Finally, with help from the sample size, n, we can compute the sample covariance and (Pearson) correlation estimates:

# Sample size
n <- nrow(tempice) 
n
[1] 12
# Covariance and correlation
covariance <- sumCP/(n - 1)
covariance
[1] 871.3677
correlation <- covariance/(sx1 * sx2)

# Are ice cream sales and temperature correlated?
correlation
[1] 0.9575066

2.6 Using a function to calculate Pearson’s r

Luckily, R has some built-in functions that we can use to compute Pearson’s r:

cov(tempice$x1, tempice$x2)
[1] 871.3677
cor(tempice$x1, tempice$x2)
[1] 0.9575066

An even nicer option is to use a function that is part of the built-in stats package (this means you don’t have to install or load it yourself), which provides a confidence interval around the estimate:

cor.test(tempice$x1, tempice$x2)

    Pearson's product-moment correlation

data:  tempice$x1 and tempice$x2
t = 10.499, df = 10, p-value = 1.016e-06
alternative hypothesis: true correlation is not equal to 0
95 percent confidence interval:
 0.8515370 0.9883148
sample estimates:
      cor 
0.9575066 

2.7 Issues with Pearson’s r

To see how misleading Pearson’s r can be when data do not meet its assumptions, we’ll look at a second data file.

You can download this data by right-clicking this link and selecting “Save Link As…” in the drop-down menu: data/tempicecurve.csv. Again: Make sure to save it in the folder you are using for this class.

You can import the data using a version of the code below, or using the point-and-click method described above.

tempicecurve <- import(file = "data/tempicecurve.csv")

To get an idea of the problem with these data, we can visualize them in another scatter plot:

plot(tempicecurve$x1, tempicecurve$x2, pch=19,
     xlab = "Temperature (F)",
     ylab = "Ice cream sales ($)",
     ylim = c(0,800))

How will the shape of the relationship between x1 and x2 affect the Pearson’s r correlation estimate?

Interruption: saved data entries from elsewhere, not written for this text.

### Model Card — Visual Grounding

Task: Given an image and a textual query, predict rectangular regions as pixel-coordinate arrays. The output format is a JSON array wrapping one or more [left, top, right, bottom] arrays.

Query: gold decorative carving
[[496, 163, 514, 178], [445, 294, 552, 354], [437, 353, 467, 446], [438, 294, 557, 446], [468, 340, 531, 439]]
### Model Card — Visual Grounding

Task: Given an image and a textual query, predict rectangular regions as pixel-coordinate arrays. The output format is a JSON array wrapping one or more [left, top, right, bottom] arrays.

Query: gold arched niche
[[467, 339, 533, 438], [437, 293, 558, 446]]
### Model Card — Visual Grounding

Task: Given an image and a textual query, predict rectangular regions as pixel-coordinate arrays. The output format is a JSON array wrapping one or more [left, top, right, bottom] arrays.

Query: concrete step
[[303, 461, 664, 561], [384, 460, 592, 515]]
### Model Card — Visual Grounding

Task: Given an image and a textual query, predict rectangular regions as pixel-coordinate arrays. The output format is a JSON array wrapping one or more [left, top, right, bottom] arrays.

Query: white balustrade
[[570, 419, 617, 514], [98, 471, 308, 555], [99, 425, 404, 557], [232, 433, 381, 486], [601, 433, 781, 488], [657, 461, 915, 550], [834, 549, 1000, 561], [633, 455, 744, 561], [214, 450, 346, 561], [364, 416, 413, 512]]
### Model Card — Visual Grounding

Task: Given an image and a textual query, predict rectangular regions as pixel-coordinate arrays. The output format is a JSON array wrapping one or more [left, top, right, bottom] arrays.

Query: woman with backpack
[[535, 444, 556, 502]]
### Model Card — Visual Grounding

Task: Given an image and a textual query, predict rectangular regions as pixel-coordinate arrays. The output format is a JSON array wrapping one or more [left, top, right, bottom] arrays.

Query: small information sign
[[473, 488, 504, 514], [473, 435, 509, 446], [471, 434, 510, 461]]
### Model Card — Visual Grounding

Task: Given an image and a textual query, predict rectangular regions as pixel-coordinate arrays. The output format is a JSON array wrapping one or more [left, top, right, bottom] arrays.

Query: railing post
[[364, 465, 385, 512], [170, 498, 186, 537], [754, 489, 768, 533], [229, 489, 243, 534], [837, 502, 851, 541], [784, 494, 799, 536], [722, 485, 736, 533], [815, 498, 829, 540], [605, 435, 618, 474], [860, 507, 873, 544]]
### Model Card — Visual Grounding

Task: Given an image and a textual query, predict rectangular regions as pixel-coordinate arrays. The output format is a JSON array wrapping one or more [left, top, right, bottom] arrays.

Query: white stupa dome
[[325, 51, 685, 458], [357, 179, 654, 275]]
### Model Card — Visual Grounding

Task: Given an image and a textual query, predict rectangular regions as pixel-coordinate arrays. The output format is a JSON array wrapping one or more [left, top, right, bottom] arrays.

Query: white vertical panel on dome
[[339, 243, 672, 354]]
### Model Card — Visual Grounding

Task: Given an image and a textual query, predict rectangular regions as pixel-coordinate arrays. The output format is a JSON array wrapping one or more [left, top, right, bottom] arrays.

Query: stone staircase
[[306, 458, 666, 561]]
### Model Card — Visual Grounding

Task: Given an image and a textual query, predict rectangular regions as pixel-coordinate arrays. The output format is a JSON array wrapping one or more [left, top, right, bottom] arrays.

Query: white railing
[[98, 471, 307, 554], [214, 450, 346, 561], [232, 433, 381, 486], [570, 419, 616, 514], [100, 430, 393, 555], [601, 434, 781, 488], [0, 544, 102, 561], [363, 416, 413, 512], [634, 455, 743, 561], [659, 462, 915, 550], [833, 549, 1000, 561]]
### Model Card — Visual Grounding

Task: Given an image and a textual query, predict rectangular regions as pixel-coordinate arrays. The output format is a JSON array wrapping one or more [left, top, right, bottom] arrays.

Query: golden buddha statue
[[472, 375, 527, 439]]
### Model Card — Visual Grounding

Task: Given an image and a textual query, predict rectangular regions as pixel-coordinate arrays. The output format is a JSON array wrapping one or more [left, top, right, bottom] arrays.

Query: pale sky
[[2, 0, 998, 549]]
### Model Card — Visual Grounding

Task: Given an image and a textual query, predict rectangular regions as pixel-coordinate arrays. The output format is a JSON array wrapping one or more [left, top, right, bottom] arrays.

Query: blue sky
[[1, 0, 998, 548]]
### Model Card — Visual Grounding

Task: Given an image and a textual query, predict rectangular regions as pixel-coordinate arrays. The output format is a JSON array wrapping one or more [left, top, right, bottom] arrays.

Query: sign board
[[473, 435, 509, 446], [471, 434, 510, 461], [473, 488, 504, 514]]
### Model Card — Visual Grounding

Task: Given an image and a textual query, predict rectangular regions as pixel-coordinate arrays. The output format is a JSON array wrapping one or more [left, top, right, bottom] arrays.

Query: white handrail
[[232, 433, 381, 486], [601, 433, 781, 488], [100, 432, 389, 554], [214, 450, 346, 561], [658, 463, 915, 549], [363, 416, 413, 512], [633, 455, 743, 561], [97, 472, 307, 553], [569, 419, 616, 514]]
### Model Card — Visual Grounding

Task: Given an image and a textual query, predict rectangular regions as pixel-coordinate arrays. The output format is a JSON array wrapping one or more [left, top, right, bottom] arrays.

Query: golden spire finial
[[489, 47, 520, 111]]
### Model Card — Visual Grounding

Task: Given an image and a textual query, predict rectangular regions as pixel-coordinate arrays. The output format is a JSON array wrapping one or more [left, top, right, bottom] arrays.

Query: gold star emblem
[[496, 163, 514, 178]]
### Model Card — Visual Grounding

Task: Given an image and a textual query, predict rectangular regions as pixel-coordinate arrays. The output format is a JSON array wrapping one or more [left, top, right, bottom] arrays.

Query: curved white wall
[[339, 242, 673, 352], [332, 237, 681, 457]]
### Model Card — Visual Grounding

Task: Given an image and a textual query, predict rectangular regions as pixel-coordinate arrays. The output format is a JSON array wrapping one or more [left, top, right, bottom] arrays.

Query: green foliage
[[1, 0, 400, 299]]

cor.test(tempicecurve$x1, tempicecurve$x2)

    Pearson's product-moment correlation

data:  tempicecurve$x1 and tempicecurve$x2
t = 0.0015808, df = 19, p-value = 0.9988
alternative hypothesis: true correlation is not equal to 0
95 percent confidence interval:
 -0.4313917  0.4319818
sample estimates:
         cor 
0.0003626502 

There might be an explanation for this kind of pattern. For example, it may be that there is a positive linear association up to a certain temperature after which the direction of the association changes because people don’t want to leave their house to buy Ice Cream anymore.

To visualize this hypothesis, we can use the group variable to change the color of point below and above a vague temperature cutoff range:

plot(tempicecurve$x1,tempicecurve$x2,pch=19,
     xlab = "Temperature (F)",
     ylab = "Ice cream sales ($)",
     ylim = c(0,800),
     col = tempicecurve$group)

We can look at the correlation for each subset of data separately:

# select only group = 1 (cooler to hot temps)
tempicecurve1 <- subset(tempicecurve, group == 1)
cor.test(tempicecurve1$x1, tempicecurve1$x2)

    Pearson's product-moment correlation

data:  tempicecurve1$x1 and tempicecurve1$x2
t = 10.499, df = 10, p-value = 1.016e-06
alternative hypothesis: true correlation is not equal to 0
95 percent confidence interval:
 0.8515370 0.9883148
sample estimates:
      cor 
0.9575066 
# select only group = 2 (hot to hottest temps)
tempicecurve2 <- subset(tempicecurve, group == 2)
cor.test(tempicecurve2$x1, tempicecurve2$x2)

    Pearson's product-moment correlation

data:  tempicecurve2$x1 and tempicecurve2$x2
t = -6.2426, df = 7, p-value = 0.0004272
alternative hypothesis: true correlation is not equal to 0
95 percent confidence interval:
 -0.9834759 -0.6604377
sample estimates:
      cor 
-0.920721 

What do the separate correlation estimates tell us about the likely association between temperature and ice cream sales?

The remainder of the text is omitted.